Setting time, mechanical and adhesive properties of magnesium oxide nanoparticles modified glass-ionomer cement

• Published in: Journal of materials research and technology Vol. 9; no. 2; pp. 1809 - 1818
• Main Authors: Noori, Arass Jalal, Kareem, Fadil Abdullah
• Format: Journal Article
• Language: English
• Published: Elsevier B.V 01.03.2020; Elsevier
• Subjects: Compressive strength; Diametral tensile strength; Glass-ionomer cement; MgO nanoparticles; Setting time; Shear bond strength; Glass-ionomer cement; Compressive strength; Setting time; Shear bond strength; Diametral tensile strength; MgO nanoparticles
• ISSN: 2238-7854
• DOI: 10.1016/j.jmrt.2019.12.012

Nanoparticle modifications of glass-ionomer cement are interesting research subjects. This study investigated the effect of MgO nanoparticles on the setting time, compressive and diametral tensile strength, and adhesive properties of glass-ionomer cement. A conventional GIC was modified by the incorporation of MgO nanoparticles at 1%, 2.5%, 5%, and 10% (w/w) ratios with an unmodified GIC used as the control group. The data were analysed using a one-way analysis of variance (ANOVA) and Tukey's HSD test (p < 0.05). Although the GICs with 1% and 2.5% MgO nanoparticles were still within the ISO standard range specified for the GIC setting time, increasing the MgO nanoparticle concentration significantly increased the setting time of the tested cement (p < 0.05). GICs with 1% MgO nanoparticles had the highest compressive and diametral tensile strength values. Increasing the nanoparticle content from 5% and more significantly decreased the cement strength (p < 0.05). The shear bond strength (SBS) of enamel and dentine showed statistically significant differences among the tested groups (p < 0.05). However, the addition of MgO nanoparticles up to 5% (w/w) did not have an unfavourable effect on the cement adhesiveness.

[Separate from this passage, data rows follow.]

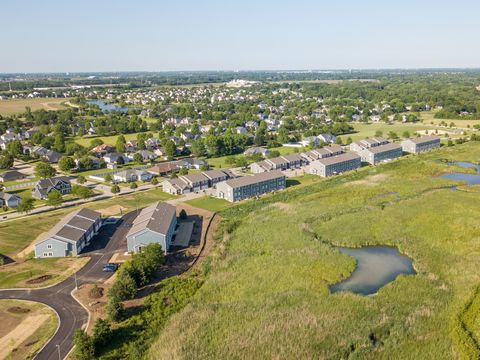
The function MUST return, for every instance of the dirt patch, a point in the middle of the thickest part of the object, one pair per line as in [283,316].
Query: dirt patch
[18,310]
[370,180]
[113,210]
[39,279]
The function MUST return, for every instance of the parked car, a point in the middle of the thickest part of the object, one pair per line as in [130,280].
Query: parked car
[110,267]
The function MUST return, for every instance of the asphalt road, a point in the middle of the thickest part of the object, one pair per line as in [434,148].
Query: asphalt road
[72,315]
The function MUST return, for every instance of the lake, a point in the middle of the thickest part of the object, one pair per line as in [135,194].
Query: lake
[376,267]
[106,107]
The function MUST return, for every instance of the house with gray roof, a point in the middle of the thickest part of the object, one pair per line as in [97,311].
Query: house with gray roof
[10,200]
[421,144]
[334,165]
[156,224]
[250,186]
[71,235]
[45,186]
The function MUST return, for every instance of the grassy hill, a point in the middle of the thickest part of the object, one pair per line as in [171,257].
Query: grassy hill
[266,295]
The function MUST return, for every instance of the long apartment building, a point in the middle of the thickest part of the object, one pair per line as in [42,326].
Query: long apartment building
[195,182]
[250,186]
[376,150]
[334,165]
[421,144]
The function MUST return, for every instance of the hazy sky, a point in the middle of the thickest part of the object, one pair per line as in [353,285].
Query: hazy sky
[137,35]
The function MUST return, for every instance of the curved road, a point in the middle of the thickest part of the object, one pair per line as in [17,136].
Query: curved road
[72,315]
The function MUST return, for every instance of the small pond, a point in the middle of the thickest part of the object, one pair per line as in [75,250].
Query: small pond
[106,107]
[376,267]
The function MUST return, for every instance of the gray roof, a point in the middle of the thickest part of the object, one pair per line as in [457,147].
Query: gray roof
[424,139]
[156,217]
[337,159]
[73,225]
[383,148]
[254,179]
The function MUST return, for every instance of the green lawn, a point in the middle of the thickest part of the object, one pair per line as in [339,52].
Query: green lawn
[267,293]
[210,203]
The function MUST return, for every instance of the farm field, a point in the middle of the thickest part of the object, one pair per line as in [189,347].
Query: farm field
[26,327]
[267,294]
[9,107]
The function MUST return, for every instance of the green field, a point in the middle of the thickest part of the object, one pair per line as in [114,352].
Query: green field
[267,294]
[9,107]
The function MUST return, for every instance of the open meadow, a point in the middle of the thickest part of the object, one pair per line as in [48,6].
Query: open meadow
[9,107]
[267,293]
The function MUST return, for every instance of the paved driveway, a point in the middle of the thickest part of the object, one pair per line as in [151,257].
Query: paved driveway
[72,315]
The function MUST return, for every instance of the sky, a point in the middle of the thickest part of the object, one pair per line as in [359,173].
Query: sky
[143,35]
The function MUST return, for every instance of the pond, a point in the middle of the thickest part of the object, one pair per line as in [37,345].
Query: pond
[376,267]
[106,107]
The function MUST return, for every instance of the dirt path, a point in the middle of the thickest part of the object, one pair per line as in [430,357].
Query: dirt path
[22,332]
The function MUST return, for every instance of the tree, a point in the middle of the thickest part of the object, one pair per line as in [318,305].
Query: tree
[138,158]
[44,170]
[15,148]
[54,198]
[120,144]
[115,309]
[83,346]
[66,163]
[26,205]
[6,161]
[183,214]
[170,149]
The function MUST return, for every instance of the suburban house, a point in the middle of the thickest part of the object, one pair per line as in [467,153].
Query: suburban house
[368,143]
[257,151]
[293,161]
[322,153]
[154,225]
[45,186]
[115,158]
[250,186]
[376,154]
[163,169]
[10,200]
[13,175]
[71,235]
[195,182]
[421,144]
[130,175]
[335,164]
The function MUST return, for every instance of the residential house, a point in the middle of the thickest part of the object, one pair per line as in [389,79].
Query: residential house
[10,200]
[335,164]
[130,175]
[13,175]
[421,144]
[71,235]
[257,151]
[156,224]
[250,186]
[45,186]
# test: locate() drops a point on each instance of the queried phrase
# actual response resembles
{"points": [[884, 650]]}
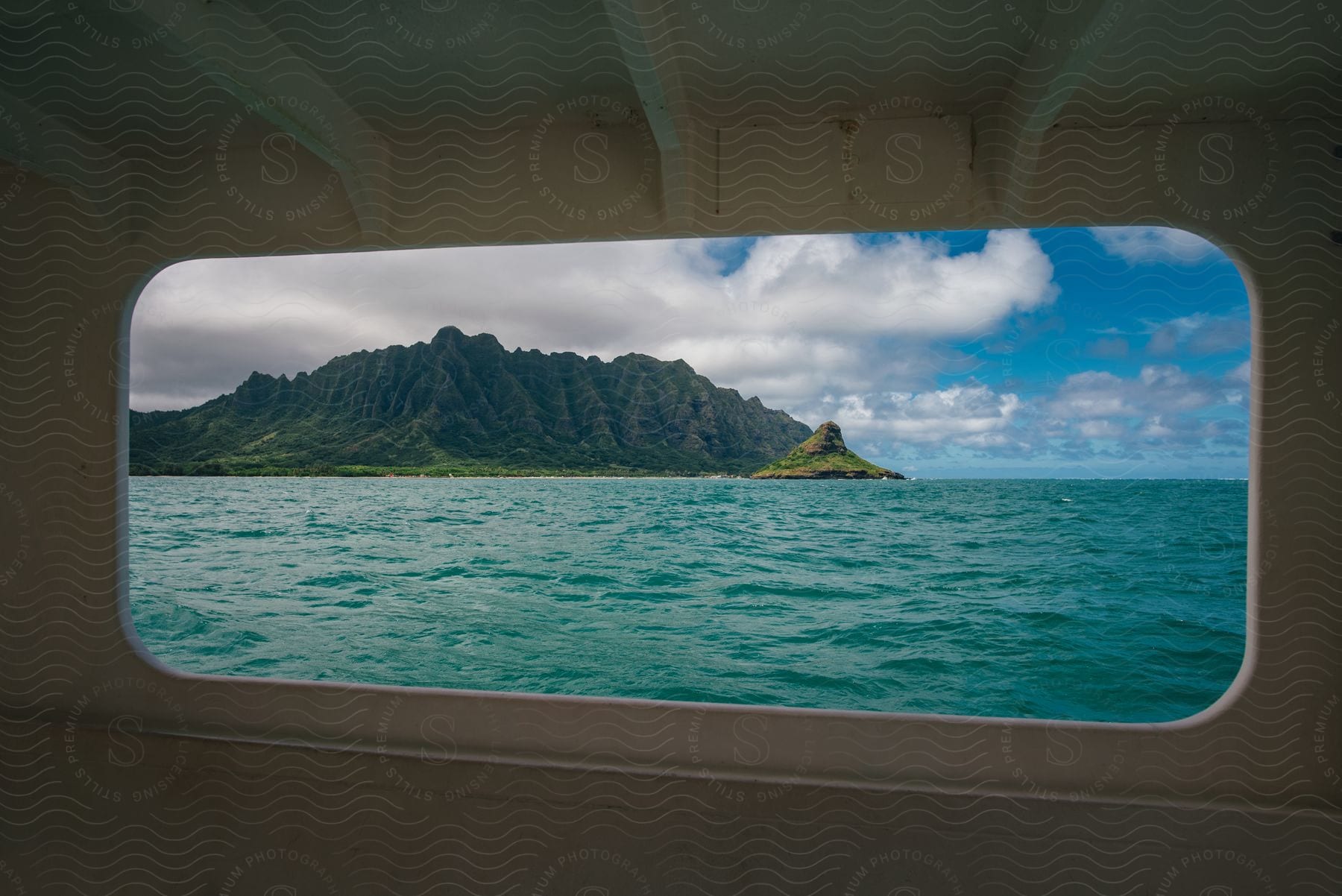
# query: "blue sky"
{"points": [[1073, 352]]}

Although cohesive and mixed type failure modes were more common than adhesive failure modes, no statistically significant associations were found between the failure mode and type of GIC (p > 0.05). Within the limitations of this study, the current findings suggest that modifying GICs by incorporating MgO nanoparticles up to 2.5% (w/w) could be a promising restorative material for clinical dental applications.